Solution-Based Casework is a skill-based, practice-oriented text that provides the specific guidance that students and new practitioners need in order to make sense quickly of the complex tasks of assessment and case planning in child welfare. The book flows out of a long practice experience, and was developed in consultation with workers and supervisors who were attempting to remedy problems viewed as contributing to recurrent abuse and neglect. It seeks to end adversarial relationships in casework and advocates case plans based on specific outcome skills rather than on those written with vague outcome goals measuring attendance in counseling. It serves as a common conceptual framework for integrating disparate segments of a response network, thereby allowing all providers in a therapeutic system to work toward common goals.

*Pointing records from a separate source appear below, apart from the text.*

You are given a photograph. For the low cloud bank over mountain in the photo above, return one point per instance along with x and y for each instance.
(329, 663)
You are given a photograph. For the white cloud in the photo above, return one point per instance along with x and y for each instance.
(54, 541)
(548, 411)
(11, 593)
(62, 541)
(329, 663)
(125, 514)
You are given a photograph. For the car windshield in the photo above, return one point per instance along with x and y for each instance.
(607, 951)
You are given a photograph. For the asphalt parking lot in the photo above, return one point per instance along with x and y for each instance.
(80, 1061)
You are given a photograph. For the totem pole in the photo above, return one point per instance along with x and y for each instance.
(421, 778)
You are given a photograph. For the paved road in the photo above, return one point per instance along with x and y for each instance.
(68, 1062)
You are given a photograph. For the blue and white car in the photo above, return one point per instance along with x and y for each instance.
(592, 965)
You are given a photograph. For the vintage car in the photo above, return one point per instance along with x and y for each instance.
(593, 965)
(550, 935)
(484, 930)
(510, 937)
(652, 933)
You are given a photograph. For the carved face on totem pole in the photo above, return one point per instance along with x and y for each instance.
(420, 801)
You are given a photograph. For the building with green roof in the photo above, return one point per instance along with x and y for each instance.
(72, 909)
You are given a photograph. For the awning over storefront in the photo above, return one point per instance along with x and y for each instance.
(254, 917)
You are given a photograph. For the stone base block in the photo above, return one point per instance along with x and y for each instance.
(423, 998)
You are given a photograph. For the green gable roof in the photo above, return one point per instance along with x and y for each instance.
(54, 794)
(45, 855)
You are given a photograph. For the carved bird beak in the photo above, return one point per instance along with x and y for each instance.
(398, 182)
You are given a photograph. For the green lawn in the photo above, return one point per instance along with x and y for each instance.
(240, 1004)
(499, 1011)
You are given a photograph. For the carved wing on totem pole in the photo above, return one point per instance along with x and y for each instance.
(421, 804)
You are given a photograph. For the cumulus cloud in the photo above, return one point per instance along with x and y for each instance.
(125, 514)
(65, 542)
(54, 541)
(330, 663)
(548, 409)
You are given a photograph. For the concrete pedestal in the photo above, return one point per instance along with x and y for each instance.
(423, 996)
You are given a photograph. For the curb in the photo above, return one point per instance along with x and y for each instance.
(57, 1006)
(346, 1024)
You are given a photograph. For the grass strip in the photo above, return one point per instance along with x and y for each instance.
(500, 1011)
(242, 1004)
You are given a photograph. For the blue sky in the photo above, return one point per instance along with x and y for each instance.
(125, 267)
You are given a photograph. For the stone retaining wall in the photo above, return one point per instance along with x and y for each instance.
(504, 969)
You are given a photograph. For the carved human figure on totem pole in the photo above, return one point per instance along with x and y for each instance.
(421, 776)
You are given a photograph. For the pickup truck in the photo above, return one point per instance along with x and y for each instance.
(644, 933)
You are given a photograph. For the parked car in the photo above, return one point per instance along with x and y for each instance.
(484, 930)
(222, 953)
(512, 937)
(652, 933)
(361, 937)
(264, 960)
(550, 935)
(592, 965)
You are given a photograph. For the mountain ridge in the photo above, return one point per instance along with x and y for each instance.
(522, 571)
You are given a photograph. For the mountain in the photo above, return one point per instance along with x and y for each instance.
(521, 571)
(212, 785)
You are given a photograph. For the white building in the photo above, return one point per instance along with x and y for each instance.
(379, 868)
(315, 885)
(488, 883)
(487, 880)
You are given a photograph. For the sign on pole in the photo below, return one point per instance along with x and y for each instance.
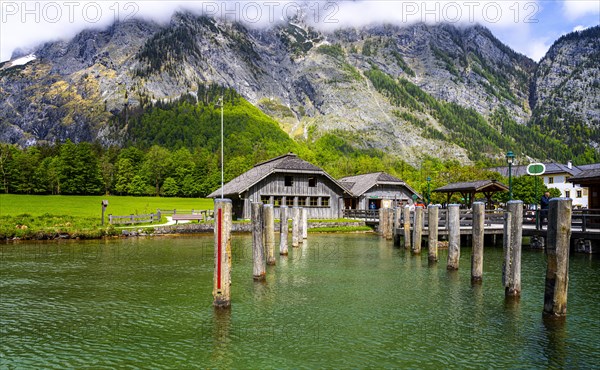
(536, 169)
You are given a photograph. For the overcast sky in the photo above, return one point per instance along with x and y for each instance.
(528, 26)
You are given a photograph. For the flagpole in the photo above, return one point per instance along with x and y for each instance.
(222, 158)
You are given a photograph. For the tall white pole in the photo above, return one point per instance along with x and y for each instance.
(222, 158)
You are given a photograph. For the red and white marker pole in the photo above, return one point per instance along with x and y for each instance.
(222, 273)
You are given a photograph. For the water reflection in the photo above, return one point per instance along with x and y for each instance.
(221, 338)
(555, 337)
(339, 301)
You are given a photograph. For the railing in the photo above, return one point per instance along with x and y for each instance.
(581, 218)
(363, 214)
(134, 219)
(205, 212)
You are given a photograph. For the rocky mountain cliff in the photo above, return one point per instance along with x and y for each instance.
(566, 94)
(411, 91)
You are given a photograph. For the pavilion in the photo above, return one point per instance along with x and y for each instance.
(468, 190)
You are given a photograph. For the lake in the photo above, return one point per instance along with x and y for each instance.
(338, 301)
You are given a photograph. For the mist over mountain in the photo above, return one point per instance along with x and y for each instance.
(420, 90)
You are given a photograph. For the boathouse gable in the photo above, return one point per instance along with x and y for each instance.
(286, 180)
(379, 188)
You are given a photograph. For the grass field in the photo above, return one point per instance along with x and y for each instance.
(52, 216)
(89, 206)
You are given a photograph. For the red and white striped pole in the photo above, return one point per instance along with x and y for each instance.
(222, 273)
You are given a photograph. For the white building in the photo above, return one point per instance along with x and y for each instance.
(556, 177)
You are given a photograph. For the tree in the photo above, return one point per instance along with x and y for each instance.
(170, 187)
(157, 164)
(124, 175)
(79, 172)
(138, 186)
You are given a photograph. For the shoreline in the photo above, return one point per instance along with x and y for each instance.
(174, 230)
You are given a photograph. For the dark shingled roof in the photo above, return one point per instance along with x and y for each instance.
(551, 169)
(584, 177)
(474, 186)
(285, 163)
(359, 184)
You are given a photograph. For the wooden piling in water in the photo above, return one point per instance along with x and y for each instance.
(258, 248)
(557, 251)
(417, 230)
(406, 215)
(295, 227)
(453, 236)
(304, 218)
(222, 273)
(269, 229)
(283, 230)
(386, 220)
(477, 242)
(512, 250)
(432, 214)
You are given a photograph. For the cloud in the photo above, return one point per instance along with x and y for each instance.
(25, 25)
(575, 9)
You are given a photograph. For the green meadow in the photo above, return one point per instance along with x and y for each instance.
(51, 216)
(90, 206)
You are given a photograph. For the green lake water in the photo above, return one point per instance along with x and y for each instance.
(338, 301)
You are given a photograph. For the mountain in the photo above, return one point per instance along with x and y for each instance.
(566, 98)
(416, 91)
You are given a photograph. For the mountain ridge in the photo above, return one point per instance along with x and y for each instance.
(311, 82)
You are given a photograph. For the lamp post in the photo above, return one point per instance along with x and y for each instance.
(510, 157)
(428, 190)
(221, 104)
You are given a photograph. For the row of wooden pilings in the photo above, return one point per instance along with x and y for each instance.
(263, 242)
(557, 248)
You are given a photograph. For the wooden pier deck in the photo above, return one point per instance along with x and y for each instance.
(585, 224)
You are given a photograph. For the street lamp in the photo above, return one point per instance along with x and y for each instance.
(428, 190)
(510, 158)
(220, 104)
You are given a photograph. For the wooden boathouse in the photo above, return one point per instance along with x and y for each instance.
(376, 190)
(286, 181)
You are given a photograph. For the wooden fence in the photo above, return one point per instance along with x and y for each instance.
(135, 219)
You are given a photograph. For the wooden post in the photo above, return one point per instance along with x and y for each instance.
(506, 249)
(418, 230)
(386, 219)
(295, 227)
(382, 220)
(304, 215)
(258, 248)
(397, 218)
(390, 222)
(433, 213)
(222, 273)
(512, 250)
(557, 250)
(453, 236)
(269, 220)
(283, 230)
(477, 240)
(406, 214)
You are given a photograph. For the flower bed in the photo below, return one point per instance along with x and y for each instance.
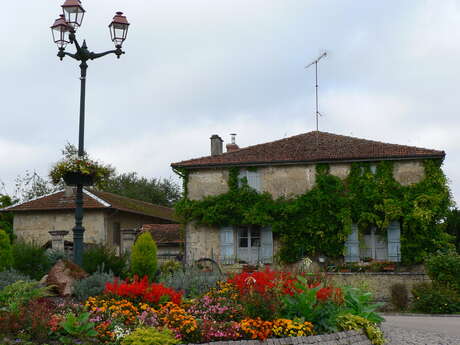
(248, 306)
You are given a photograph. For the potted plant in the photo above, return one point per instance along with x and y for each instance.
(74, 169)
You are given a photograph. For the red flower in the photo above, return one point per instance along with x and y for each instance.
(142, 290)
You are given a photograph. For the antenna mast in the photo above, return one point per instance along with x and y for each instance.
(315, 62)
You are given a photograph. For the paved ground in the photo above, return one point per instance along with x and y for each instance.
(422, 330)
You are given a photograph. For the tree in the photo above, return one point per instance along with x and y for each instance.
(453, 226)
(156, 191)
(6, 255)
(6, 218)
(32, 185)
(144, 256)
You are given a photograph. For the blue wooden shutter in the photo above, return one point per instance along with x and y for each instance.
(352, 245)
(227, 246)
(241, 174)
(253, 179)
(266, 245)
(394, 242)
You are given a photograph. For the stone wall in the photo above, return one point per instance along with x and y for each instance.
(379, 283)
(287, 181)
(34, 226)
(290, 180)
(342, 338)
(408, 172)
(207, 182)
(201, 242)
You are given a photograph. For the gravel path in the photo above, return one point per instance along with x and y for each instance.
(409, 336)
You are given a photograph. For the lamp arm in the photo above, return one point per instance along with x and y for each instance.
(118, 52)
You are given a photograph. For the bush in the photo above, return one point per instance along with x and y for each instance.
(150, 336)
(6, 255)
(444, 269)
(16, 295)
(55, 255)
(191, 280)
(30, 259)
(170, 266)
(143, 291)
(399, 296)
(144, 256)
(11, 276)
(435, 299)
(92, 286)
(104, 258)
(350, 322)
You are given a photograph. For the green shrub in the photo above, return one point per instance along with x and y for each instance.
(349, 322)
(104, 258)
(444, 269)
(92, 286)
(305, 305)
(359, 302)
(150, 336)
(55, 255)
(144, 256)
(6, 255)
(11, 276)
(399, 296)
(191, 280)
(435, 299)
(170, 266)
(30, 259)
(14, 296)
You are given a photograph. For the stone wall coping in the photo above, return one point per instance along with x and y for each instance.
(58, 232)
(378, 273)
(420, 315)
(340, 338)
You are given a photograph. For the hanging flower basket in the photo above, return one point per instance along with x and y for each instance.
(79, 170)
(76, 178)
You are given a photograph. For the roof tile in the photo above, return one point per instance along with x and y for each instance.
(61, 201)
(312, 147)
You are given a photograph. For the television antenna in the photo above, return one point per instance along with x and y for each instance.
(315, 62)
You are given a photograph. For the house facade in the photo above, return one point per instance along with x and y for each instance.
(105, 215)
(286, 169)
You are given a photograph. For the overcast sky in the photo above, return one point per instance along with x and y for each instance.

The text is divided into three sections. In Section I the conceptual history and theoretical foundations of solution-based casework are presented so that the reader can place this approach to casework within the ongoing professional conversation about what constitutes sound practice; Section II addresses issues of assessment and case planning; Section III focuses on case management issues and how treatment team members experience a solution-based casework approach.

Dana N. Christensen is professor and director of the Center for Family Resource Development, Kent School of Social Work, University of Louisville. Jeffrey Todahl is assistant professor, with a specialiation in Marriage and Family Therapy, College of Education, University of Oregon.

William C. Barrett is in private practice, Family Intervention of Kentucky, Frankfort, Kentucky.